老家的婚俗我几乎是不知道的,前一天下午要去上坟,穿着红衣服,二哥骑摩托车带我去,一路颠簸和酸枣丛,我又紧张又痛苦,腿上自然留了不少印记。
亲戚们建议我走一下形式,去隔壁家借房子一间,由他将我接过去,还有建议做头发,穿婚纱,骑马,坐汽车的,我都一一谢绝了,本来就是个仪式,何必那么假呢。我的红色礼服上坟的时候已经穿过了,一早起来我先穿了豆子家的吊带裙子,妈妈说我的早饭是炒馒头片,他吃了在家的唯一一顿白米饭,大锅菜太咸,他只用一点盐腌黄瓜和几块土豆就吃下了一碗饭,而我和侄子吃的一样。
六点不到我们就起来洗澡换衣服了,前一天下午帮忙的乡亲们都露面了,有的择豆角,有的剥洋葱,大锅饭是三顿,第一餐是压面条,头天晚上的,男人们在吃,女人们都回家了,第二餐是大米饭,早餐,中饭是焖面,天气太热,一般人家嫁女是吃扯面的。
八点的光景说唱队就到了,他们架起家伙,开始吹拉弹唱,我受不了那么大的噪音,也怕影响宝宝,找爸爸要了老院子的钥匙,拉着他走了,直到近十点,回去的路上二哥打电话说有同学来,我才加快了步伐回家。我让他和二哥说,将乐队的音像转个头,朝外面扩,他们试验了一下,似乎是不行,于是我让领头的将声音弄小一点,这才勉强进了家。房间没有装饰,连个红喜字都没有,院子里和大门上是新写的对联,有一个剪好的囍字,我忙着招待同学,不久亲戚们也三三两两来了,我尽量逐个介绍给他,然后将他们让到别的屋子,我和同学继续聊天。
小姨来了,必经仪式她清楚得很。他们忙乎着,准备着,我们一直都是闲人。时间将近十二点,我在新房外,爸爸在里面,盘子里竖着放了些钱,小姨让我抓三把,我选那些小面额的,小姨说,抓大的;然后爸爸给我加了三把,这叫抓富贵,小姨说这钱是压箱底的,不能花。后来我数了数,是888,大堂姐女儿结婚时抓了一万呢,哈哈。
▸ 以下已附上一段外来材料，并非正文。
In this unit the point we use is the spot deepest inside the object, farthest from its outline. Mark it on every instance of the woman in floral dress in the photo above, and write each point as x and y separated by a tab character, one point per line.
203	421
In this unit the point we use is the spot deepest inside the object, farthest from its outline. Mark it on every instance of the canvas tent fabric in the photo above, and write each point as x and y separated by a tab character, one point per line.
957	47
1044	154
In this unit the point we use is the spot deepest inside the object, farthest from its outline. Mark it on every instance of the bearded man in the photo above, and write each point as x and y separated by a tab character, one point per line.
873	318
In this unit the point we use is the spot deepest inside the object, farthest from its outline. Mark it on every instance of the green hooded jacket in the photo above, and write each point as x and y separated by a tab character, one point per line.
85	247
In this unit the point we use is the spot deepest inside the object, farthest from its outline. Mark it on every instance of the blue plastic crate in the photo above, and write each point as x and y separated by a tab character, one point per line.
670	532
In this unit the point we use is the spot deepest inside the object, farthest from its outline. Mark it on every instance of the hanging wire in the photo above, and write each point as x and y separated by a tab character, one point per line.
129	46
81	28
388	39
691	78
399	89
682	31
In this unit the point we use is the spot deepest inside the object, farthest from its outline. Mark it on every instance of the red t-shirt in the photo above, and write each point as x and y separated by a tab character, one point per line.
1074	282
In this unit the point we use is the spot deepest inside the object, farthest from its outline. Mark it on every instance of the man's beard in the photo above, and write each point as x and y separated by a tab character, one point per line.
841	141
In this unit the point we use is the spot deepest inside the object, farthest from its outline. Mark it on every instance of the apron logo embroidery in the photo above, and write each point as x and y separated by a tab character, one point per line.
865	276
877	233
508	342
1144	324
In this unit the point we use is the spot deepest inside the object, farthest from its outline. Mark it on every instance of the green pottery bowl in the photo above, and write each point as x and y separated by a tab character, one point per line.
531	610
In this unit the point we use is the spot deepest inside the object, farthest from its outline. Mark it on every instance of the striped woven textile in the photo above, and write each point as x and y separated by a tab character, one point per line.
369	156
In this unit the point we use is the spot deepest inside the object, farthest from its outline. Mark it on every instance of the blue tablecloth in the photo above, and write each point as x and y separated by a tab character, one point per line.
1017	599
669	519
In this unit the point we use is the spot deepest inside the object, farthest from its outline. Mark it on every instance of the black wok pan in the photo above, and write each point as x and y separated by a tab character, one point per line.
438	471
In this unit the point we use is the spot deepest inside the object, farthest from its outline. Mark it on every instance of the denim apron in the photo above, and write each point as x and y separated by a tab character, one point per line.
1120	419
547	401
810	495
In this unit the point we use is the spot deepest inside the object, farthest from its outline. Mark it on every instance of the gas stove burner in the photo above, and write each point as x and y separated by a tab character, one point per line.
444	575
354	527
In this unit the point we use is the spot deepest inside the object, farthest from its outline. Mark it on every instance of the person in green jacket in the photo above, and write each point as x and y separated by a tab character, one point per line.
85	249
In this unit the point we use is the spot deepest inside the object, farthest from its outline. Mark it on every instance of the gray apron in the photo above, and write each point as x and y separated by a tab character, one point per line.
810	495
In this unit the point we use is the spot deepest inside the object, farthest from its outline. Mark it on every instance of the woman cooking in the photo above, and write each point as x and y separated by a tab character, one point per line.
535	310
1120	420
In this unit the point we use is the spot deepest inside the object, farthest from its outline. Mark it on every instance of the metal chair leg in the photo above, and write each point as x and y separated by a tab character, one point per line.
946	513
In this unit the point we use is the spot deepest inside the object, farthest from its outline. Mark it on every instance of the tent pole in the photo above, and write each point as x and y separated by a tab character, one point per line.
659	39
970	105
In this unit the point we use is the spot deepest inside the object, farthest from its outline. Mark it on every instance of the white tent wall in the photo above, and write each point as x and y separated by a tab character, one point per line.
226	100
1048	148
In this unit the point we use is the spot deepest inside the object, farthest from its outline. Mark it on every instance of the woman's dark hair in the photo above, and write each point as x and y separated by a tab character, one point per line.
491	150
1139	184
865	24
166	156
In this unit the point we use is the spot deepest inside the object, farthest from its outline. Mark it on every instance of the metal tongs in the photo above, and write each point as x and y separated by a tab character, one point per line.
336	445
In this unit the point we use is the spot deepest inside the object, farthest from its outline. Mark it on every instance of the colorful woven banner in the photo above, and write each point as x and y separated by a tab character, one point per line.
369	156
我进屋去,他们将一张椅子上铺了红布,让我坐上去,音乐响起时,由爸爸抱我出去,他也跟着去,跪在早就准备好的地方,面前的桌子上几个小碗里装着供奉的菜品,还有堆起来的馒头,两根红蜡烛是穿了红纸的白蜡烛,爸妈依次上香,然后是我们,然后还给到场的亲戚由最老辈分的开始逐个磕头,在有些地方是亲戚高坐,当面进行的,但我们家的亲戚们都在院子里分散着,由乐队的头头喊着,给某某磕头,于是我们跪下,起来,再跪下,再起来,每个亲戚三个头,我们俩在骄阳下跪着,不磕头的时候就手拉手,好像两个人都有点紧张。这个仪式就算完成了,仍旧回到房子里,和先来后到的同学们聊天,偶尔也有亲戚过去。姑姑小姨和大伯给了红包,算是我们磕头的回报,同学说她老公家亲戚巨多,她膝盖都青了好几天,另一个问她,那你拿了好多红包哇。
同学们三三两两地走了,我也没通知多少个,初中四个,中专两个,其实我一个都不想通知的,但她们很多人关心了我这么多年,还是应当告诉一声。好朋友的妈妈也来了,没时间招待她,很过意不去。